Diese Regelungen reduzieren den bürokratischen Aufwand auf ein Minimum. Die frühere Notwendigkeit, auf die Kleinunternehmerregelung zu verzichten, um die Vorsteuer zurückzuholen, entfällt komplett.

Ihre persönliche Checkliste: Welches Modell passt zu Ihnen?

Nutzen Sie diese Fragen, um die für Sie passende Finanzierungsform zu finden:

  1. Verfügen Sie über ausreichend freies Kapital (> 20.000 Euro), das Sie nicht anderweitig benötigen?

    • Ja: Der Kauf mit Eigenkapital ist eine solide, schuldenfreie Option mit maximaler Rendite.
    • Nein: Dann ist der KfW-Kredit ideal, denn er ermöglicht die Anschaffung ohne hohe eigene Mittel.
  2. Wie wichtig ist Ihnen maximale finanzielle Sicherheit ohne unvorhergesehene Kosten (z. B. für Reparaturen)?

    • Sehr wichtig: Das Mietmodell bietet ein Rundum-sorglos-Paket, ist aber langfristig die teuerste Lösung.
    • Ein überschaubares Risiko ist akzeptabel: Der Kauf (mit oder ohne Kredit) ist deutlich rentabler. Moderne Anlagen sind sehr wartungsarm, und für zusätzliche Sicherheit gibt es Wartungsverträge.
  3. Möchten Sie den Wert Ihrer Immobilie steigern und uneingeschränkter Eigentümer der Anlage sein?

    • Ja: Nur der Kauf mit Eigenkapital oder Kredit führt zum Eigentum und damit zu einer nachhaltigen Wertsteigerung Ihres Hauses.
    • Nein, mir geht es nur um den sauberen Strom: Dann kann das Mietmodell eine Überlegung wert sein.

Häufig gestellte Fragen zur Finanzierung

Ist die Beantragung eines KfW-Kredits kompliziert?
Nein. Der Antragsprozess läuft standardmäßig über Ihre Hausbank, die Ihre Bonität prüft und den Antrag an die KfW weiterleitet. Der Vorgang ist in der Regel unkompliziert, und Ihr Installateur oder wir können Sie dabei unterstützen.

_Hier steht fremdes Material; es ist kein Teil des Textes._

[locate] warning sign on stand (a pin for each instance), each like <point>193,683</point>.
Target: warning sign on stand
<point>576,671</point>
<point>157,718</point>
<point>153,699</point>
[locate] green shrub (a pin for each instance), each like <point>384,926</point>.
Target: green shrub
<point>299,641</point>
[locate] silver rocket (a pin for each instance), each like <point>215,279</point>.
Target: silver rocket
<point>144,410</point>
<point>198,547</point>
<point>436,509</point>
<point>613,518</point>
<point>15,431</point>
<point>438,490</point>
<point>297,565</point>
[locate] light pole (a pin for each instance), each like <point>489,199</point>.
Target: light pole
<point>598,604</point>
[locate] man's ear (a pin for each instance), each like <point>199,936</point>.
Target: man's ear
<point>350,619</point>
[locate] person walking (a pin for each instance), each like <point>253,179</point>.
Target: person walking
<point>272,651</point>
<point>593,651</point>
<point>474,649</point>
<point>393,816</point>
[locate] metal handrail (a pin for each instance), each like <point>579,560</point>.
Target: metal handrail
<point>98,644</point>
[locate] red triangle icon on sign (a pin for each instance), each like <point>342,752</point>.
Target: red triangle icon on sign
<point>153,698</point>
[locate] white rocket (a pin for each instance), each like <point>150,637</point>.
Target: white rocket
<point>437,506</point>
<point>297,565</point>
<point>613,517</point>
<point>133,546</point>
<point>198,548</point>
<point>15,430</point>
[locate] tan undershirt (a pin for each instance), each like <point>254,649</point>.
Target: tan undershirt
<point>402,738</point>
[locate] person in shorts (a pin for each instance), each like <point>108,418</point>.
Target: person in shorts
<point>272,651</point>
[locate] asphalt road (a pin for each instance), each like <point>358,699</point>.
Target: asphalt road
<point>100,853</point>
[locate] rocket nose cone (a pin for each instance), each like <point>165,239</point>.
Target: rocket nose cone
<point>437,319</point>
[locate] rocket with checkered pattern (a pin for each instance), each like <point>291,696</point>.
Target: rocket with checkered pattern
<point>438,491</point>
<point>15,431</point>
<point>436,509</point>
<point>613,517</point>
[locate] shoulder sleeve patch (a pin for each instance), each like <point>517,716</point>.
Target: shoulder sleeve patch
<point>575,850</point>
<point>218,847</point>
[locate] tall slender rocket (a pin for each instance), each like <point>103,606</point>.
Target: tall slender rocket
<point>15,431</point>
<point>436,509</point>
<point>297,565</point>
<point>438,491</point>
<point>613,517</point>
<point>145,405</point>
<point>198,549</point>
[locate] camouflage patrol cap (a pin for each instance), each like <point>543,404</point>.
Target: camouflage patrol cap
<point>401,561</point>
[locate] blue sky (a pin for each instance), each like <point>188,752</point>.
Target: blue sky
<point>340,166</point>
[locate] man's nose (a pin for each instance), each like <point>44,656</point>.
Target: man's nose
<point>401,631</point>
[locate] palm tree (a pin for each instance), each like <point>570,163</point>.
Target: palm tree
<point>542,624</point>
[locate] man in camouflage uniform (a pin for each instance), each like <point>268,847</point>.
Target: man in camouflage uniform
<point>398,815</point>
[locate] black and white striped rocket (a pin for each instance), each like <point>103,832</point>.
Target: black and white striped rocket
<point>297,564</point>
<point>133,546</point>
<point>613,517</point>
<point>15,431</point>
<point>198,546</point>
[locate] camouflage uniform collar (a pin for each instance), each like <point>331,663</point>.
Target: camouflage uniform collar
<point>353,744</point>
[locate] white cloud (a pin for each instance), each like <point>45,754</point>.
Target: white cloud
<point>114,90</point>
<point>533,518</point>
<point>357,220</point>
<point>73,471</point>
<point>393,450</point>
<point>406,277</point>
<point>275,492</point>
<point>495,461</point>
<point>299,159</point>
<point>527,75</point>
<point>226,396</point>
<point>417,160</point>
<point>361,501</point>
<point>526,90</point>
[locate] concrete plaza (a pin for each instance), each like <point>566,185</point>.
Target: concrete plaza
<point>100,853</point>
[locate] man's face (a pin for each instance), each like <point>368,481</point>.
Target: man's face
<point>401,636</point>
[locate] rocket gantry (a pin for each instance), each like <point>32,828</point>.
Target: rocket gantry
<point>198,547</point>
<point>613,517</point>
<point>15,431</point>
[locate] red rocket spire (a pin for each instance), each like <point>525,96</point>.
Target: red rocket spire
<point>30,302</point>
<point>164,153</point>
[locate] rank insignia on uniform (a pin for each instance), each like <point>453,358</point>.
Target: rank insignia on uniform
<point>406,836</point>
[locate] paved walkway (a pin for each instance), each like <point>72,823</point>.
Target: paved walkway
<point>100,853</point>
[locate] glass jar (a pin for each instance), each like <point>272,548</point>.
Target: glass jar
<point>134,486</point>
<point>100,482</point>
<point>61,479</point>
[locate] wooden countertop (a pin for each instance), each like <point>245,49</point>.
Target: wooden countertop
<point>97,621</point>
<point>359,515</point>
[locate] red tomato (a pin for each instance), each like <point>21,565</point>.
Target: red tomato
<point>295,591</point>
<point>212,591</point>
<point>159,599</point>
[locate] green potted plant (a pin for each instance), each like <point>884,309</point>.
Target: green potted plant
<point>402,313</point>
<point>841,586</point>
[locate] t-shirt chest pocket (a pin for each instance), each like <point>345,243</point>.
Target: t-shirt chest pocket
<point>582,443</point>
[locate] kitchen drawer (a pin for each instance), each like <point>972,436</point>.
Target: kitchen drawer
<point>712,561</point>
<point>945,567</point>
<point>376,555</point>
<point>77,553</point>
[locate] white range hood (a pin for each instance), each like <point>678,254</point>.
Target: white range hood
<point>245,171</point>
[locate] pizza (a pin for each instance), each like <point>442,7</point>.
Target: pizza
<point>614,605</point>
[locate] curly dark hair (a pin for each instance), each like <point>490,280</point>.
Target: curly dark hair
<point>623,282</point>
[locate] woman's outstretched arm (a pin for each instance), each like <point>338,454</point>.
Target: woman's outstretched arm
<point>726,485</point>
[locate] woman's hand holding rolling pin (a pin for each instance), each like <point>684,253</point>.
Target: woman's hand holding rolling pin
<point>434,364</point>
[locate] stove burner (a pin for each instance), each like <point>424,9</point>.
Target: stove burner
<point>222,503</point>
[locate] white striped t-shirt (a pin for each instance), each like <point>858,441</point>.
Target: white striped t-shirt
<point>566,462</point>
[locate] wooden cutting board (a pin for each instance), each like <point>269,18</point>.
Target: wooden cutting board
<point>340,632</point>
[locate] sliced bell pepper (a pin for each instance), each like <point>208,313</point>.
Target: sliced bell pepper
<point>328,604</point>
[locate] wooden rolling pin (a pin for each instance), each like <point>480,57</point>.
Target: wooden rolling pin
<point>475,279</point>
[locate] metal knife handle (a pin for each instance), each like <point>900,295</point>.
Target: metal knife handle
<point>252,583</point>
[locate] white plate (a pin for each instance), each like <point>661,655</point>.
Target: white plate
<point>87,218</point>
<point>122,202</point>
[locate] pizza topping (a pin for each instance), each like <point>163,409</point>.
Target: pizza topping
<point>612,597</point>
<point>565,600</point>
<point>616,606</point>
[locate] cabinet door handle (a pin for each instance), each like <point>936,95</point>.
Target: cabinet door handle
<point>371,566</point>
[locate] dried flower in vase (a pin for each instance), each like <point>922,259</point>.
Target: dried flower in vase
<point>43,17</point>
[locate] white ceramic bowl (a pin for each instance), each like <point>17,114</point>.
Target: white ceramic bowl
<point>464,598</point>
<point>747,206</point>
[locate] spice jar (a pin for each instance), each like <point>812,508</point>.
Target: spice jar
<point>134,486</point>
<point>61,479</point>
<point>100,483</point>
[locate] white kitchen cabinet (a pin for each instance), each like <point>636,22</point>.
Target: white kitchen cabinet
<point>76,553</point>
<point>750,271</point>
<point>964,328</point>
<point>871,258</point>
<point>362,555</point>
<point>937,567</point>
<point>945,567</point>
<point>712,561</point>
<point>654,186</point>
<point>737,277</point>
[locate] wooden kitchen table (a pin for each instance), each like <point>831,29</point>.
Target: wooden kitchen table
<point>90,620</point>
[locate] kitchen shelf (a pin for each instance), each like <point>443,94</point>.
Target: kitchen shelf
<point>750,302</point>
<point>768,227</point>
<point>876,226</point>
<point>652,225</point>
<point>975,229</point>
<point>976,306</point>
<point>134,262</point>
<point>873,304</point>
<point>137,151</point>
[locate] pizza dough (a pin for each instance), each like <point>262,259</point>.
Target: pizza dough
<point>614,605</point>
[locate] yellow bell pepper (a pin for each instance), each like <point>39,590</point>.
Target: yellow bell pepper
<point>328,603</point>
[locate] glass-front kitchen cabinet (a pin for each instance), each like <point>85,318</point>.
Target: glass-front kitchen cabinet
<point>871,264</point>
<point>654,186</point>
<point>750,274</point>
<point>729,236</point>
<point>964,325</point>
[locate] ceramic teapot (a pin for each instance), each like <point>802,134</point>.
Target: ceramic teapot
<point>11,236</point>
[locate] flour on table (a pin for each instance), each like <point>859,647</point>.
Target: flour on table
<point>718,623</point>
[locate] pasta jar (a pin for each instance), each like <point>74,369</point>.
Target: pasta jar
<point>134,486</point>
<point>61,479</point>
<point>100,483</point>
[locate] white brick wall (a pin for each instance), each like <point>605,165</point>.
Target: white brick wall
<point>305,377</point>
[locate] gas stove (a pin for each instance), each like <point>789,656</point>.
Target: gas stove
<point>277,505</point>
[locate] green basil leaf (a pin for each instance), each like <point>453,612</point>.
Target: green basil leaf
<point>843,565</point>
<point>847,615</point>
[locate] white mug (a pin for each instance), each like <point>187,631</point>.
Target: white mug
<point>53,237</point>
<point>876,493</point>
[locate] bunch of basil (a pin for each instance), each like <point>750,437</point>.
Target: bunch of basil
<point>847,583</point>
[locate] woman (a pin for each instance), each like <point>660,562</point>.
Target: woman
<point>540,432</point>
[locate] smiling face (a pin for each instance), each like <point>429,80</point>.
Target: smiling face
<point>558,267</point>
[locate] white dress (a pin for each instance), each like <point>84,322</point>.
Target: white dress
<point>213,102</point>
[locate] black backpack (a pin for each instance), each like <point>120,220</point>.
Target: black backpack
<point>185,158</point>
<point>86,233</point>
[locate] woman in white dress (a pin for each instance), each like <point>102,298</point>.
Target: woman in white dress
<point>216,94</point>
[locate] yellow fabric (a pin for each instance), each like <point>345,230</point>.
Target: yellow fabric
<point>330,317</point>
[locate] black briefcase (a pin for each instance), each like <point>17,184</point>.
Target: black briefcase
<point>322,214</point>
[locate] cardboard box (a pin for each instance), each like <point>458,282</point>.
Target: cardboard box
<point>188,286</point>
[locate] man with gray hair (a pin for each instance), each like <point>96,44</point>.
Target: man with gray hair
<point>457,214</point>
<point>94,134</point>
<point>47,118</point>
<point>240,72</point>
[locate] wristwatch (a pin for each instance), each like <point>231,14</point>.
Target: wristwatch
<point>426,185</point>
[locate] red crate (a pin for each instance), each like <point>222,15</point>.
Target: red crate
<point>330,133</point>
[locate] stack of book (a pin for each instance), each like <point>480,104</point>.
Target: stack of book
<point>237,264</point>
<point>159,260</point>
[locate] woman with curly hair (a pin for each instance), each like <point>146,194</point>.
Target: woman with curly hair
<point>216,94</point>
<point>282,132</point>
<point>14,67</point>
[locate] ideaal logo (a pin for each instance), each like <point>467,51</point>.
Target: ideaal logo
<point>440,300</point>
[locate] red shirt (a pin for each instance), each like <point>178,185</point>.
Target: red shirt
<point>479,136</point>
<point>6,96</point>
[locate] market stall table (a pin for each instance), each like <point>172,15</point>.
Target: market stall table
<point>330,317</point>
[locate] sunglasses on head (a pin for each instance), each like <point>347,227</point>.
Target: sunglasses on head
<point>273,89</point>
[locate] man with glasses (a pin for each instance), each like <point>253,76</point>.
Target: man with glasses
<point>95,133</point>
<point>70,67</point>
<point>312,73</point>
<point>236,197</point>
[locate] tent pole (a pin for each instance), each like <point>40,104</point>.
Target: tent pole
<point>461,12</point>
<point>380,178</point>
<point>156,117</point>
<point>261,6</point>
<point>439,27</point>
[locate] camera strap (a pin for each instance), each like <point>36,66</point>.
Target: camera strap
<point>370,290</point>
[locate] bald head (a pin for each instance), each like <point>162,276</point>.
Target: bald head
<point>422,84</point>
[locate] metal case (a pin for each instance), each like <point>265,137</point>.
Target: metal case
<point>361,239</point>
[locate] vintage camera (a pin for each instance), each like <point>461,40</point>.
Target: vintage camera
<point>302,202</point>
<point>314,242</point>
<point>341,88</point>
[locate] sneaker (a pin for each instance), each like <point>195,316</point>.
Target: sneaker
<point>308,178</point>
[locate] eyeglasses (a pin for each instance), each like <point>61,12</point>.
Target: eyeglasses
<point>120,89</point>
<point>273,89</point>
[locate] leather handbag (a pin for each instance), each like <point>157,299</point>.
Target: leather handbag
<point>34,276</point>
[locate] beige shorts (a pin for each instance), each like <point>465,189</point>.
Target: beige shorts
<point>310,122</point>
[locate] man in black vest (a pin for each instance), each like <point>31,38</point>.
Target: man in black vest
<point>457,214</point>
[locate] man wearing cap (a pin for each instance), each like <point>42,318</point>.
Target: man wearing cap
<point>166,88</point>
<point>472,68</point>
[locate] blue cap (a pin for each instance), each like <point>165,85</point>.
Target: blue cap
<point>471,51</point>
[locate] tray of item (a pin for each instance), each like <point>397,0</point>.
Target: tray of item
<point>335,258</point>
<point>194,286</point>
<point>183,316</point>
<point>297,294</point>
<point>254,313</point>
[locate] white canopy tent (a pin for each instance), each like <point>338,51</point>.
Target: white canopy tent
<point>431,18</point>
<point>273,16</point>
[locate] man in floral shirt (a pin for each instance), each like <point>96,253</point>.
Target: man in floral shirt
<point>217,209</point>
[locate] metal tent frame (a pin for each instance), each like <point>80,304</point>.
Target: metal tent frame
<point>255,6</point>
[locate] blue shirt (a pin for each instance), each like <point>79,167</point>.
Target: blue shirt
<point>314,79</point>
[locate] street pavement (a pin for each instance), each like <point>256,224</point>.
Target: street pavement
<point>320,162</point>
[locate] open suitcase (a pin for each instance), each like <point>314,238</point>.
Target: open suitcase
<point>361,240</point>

Was passiert bei einer Reparatur, wenn ich die Anlage gemietet habe?
Im Mietmodell ist der Anbieter für die Instandhaltung verantwortlich. Tritt ein Defekt auf, kümmert sich der Vermieter um die Reparatur oder den Austausch von Komponenten. Das ist der Hauptvorteil dieses Modells.

Bleiben die Steuervorteile dauerhaft bestehen?
Die aktuellen Steuergesetze (§ 12 Abs. 3 UStG und § 3 Nr. 72 EStG) sind unbefristet. Eine gesetzliche Änderung ist zwar theoretisch möglich, aber politisch unwahrscheinlich, da die Förderung erneuerbarer Energien ein langfristiges Ziel ist. Die Vorteile, die zum Zeitpunkt Ihres Kaufs gelten, bleiben Ihnen in jedem Fall erhalten.

Fazit

Die Wahl der richtigen Finanzierung ist ein entscheidender Schritt. Für die meisten Eigenheimbesitzer bietet der Kauf über einen KfW-Kredit den optimalen Mix aus Rentabilität, Flexibilität und Kapitaleffizienz.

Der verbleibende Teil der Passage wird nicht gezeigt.